When selling your primary residence or a rental property, any income you make on the asset is to be taxed by the IRS. Capital gains tax is the tax you pay on profit you receive from selling an asset. That asset could be a stock investment, vehicle, home, etc.
Essentially, if you own your home for one year or more, the profit from the sale of the home is what is called a “long-term capital gain”. This gain is to be taxed depending on your income bracket, which is usually between 0 to 20 percent.
I’ve had students come to me asking me why I suggest holding properties for more than a year, and capital gains tax is one reason. See, if you sell a rental that you’ve owned less than a year, it’s considered ordinary income that’s taxed and that tax rate is high. This is one reason fix and flip investors struggle with gaining wealth – a whole lot of their gains goes to the IRS.
When you use my Niche2Wealth strategy, you hold onto the property for more than a year, so when you do sell, you pay capital gains tax over ordinary income tax, which is lower. You could also get other tax breaks like depreciation.
Minimizing capital gains tax
When you’re working with taxes, it’s best to have a qualified accountant work the numbers for you, as there are certain things that can be done to minimize capital gains tax.
For example, if you’re single, have owned your home for at least two years as a primary residence, you’ll be able to exclude $250,000 of any gain.
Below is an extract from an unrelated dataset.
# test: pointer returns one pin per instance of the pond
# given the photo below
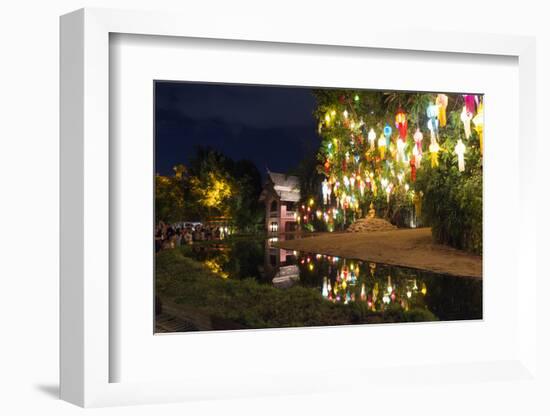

That number increases to $500,000 if you’re married.
Track capital improvements
Whether you’re seeking to sell your primary residence or a rental property, always track capital improvements, because improvements can offer you huge tax savings. Essentially, you’ll want to know your adjusted cost basis, which you can get by starting with your base price (cost of the home), then subtracting the adjusted cost basis (capital improvements). Keep in mind that the higher your adjusted cost basis, the lower your capital gains and thus, smaller gains tax.
Offsetting capital gains with losses
If you’re selling a rental property, know that you can offset gains with losses. For example, let’s say you sell a rental property and have a capital gain of $25,000, but you’ve lost $3,000 in the stock market. You can offset that $25,000 gain with that $3,000 loss, avoiding having to pay capital gains tax on that rental property.
Length of time matters
Capital gains tax only applies if you hold your property for more than a year, as stated earlier. If you’ve got a property that you’ve had for less than a year and you sell it, you’re going to have to pay a higher tax percentage. Depending on your income bracket, that increase could be between 10 to 20% more. This is a big reason why I advise holding onto properties for more than a year.
It’s great to understand capital gains tax and this article is to give you a simple overview of what it is. However I advise everyone to have a good accountant (CPA) to either ask specific questions about this or to go to work for you strategizing to keep capital gains tax to a bare minimum. There are tax breaks that are there to work for you, helping you keep your money in your pocket, whether you’re buying and selling short or long-term. The best people to find them are those that work in it everyday, so remember to check with your CPA.